No area of business has evolved more in the past fifteen years than marketing. Less than a decade ago, social media was all the rage. Just a few years ago, experts were touting content marketing as an essential marketing tactic. Today, account-based marketing has become the buzzword that has captured the attention of the industry.
A year-and-a-half ago, I wrote a post that defined account-based marketing and how businesses can begin integrating it into their marketing strategy. Since then, I still get questions from business leaders like…
- Why should we start investing in this above other tactics like content marketing or advertising?
- Isn’t this what sales should be doing?
- How do we get everyone to buy in to this when it’s something we’ve never done.
Let me be the first to say that account-based marketing isn’t for every B2B business. Companies, such as software companies, that rely on a large number of clients who pay a small recurring fee might find other tactics to be more beneficial. However, if you’re in a business with larger contract deals, or you work in a complex selling environment with multiple decision-makers, account-based marketing should be something to consider.
3 Reasons B2B Businesses Should Consider Account-Based Marketing
If you still haven’t integrated account-based marketing (ABM) into your strategy, here are three reasons to consider making a change in the next year.

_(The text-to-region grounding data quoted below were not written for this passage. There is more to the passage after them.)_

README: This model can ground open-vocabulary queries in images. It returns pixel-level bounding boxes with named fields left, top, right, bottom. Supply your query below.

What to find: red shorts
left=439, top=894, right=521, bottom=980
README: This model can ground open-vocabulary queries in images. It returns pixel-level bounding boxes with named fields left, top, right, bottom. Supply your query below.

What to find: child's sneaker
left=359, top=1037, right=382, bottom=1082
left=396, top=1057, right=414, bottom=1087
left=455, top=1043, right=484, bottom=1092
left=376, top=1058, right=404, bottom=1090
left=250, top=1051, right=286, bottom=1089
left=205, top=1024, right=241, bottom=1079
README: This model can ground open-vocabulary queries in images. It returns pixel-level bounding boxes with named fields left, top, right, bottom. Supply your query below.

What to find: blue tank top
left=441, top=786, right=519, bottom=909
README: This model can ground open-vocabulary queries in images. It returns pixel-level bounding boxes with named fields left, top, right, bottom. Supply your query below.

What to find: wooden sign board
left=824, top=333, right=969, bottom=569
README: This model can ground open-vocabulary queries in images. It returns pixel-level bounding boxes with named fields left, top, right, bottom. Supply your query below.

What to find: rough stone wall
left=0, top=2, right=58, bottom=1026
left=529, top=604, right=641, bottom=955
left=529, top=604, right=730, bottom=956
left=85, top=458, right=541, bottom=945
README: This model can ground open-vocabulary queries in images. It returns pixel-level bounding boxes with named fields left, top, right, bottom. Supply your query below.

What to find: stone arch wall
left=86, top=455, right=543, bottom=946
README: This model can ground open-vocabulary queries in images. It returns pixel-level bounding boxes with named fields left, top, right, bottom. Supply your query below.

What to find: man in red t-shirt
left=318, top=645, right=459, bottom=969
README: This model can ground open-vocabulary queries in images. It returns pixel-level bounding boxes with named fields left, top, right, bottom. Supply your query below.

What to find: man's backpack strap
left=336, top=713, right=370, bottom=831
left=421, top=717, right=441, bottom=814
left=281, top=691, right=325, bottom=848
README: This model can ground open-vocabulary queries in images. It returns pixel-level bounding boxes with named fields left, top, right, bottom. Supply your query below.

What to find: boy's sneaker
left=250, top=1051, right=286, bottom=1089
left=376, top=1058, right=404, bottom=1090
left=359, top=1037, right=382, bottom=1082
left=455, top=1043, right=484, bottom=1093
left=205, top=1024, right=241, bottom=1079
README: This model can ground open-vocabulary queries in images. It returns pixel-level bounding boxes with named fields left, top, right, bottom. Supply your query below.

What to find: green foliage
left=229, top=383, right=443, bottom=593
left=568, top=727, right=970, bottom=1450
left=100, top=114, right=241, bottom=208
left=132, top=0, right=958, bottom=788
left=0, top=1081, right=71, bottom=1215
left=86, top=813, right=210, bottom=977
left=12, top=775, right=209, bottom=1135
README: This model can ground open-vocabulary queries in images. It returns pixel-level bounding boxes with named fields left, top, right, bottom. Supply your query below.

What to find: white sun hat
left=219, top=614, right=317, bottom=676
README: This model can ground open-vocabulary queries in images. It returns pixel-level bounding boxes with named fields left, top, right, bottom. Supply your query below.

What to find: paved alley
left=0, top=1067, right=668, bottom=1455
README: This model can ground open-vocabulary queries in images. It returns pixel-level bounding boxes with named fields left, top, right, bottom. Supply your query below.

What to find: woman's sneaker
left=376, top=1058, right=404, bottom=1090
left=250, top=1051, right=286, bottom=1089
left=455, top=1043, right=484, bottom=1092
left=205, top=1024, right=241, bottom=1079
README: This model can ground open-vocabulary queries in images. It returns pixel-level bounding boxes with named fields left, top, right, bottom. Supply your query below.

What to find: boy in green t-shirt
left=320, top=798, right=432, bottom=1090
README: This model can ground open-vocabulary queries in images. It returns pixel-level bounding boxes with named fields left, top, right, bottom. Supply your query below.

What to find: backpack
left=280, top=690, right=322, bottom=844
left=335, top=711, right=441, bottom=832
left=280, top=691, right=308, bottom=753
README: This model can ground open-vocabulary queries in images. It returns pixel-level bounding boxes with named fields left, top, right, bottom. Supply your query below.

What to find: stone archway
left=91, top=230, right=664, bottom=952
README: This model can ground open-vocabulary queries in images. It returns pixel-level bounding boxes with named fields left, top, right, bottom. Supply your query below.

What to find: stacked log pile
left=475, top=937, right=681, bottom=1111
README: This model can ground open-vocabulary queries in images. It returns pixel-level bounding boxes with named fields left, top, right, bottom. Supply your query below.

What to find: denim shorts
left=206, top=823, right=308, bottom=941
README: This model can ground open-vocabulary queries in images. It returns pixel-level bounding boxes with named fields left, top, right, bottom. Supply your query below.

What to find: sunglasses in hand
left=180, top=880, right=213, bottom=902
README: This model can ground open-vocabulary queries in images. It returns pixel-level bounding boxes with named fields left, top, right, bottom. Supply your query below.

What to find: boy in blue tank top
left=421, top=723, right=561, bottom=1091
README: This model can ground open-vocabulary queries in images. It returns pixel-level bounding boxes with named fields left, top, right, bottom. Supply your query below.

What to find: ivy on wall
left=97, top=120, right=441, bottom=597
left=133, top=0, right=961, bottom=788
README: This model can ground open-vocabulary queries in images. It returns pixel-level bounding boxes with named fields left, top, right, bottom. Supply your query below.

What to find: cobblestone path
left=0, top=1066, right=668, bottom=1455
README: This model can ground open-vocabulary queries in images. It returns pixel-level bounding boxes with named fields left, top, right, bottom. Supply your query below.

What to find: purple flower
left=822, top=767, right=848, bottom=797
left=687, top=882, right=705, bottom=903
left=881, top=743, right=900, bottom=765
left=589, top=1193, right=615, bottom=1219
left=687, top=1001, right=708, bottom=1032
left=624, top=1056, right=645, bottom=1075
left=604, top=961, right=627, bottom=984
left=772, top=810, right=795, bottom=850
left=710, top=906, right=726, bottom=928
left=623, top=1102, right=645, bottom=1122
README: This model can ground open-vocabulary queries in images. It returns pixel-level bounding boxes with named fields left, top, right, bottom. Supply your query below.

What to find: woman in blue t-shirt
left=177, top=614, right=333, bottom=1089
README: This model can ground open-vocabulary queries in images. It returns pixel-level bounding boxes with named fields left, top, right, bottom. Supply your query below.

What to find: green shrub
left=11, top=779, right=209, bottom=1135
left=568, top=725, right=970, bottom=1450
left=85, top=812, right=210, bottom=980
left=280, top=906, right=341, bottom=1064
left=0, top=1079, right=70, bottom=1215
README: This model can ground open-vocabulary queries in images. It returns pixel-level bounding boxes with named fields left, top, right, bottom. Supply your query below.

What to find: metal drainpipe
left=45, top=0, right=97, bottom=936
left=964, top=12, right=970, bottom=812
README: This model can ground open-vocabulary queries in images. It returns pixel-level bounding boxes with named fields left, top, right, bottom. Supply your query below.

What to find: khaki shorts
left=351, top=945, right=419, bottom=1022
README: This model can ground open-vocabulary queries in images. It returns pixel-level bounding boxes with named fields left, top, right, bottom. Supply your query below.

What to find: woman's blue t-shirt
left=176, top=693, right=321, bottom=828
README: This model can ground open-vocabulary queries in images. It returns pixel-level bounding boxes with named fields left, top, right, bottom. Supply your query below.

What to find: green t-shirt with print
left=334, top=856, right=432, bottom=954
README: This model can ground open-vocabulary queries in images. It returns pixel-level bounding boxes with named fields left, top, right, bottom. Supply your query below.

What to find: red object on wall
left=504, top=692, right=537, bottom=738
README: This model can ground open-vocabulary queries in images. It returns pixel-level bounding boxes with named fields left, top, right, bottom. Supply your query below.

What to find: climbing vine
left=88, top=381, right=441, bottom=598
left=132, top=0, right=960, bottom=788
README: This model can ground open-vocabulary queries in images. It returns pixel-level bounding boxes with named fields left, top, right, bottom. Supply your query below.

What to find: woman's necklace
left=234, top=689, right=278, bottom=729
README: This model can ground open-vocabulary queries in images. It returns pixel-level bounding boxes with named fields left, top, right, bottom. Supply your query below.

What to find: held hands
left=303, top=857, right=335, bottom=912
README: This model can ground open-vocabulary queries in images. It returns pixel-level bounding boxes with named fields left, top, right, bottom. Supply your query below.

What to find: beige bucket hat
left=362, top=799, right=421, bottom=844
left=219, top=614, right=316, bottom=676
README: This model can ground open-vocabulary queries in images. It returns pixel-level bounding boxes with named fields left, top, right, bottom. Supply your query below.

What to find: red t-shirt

- ABM actually enhances marketing and sales collaboration. Alignment between sales and marketing teams is critical for success. In fact, companies are 67% better at closing business when marketing and sales teams work together. ABM enhances the alignment between sales and marketing because the first step in developing your strategy is for both teams to sit down and agree on the accounts or businesses you want to target. Both teams work together to engage and cultivate these clients through various marketing and sales tactics.
- ABM has an impact beyond closing the initial sale. According to a recent study, 84% of businesses believe account-based marketing helps them with retaining and upselling current clients. When you take an account-based approach to business, it becomes clear that satisfied customers are not just clients; they’re also your best salespeople, as well as prospects for upselling, cross-selling, and renewals.
- ABM provides a greater return on your investment than other tactics. Making a shift in the way your team approaches marketing can be difficult, especially when it’s something new. However, when people understand how impactful ABM can be, they’ll be a lot more willing to embrace the strategy. For marketers who struggle to tie their work to the bottom line, ABM can be an incredible tactic—not only because it’s easier to track, but because it’s more effective. In fact, companies using ABM generate 208% more revenue for their marketing efforts.
Hopefully, these insights will allow your sales and marketing teams to work smarter and be much more efficient. ABM can be a successful approach for your team, but only if you find a way to make it work within your organization by emphasizing a more tailored approach to outreach.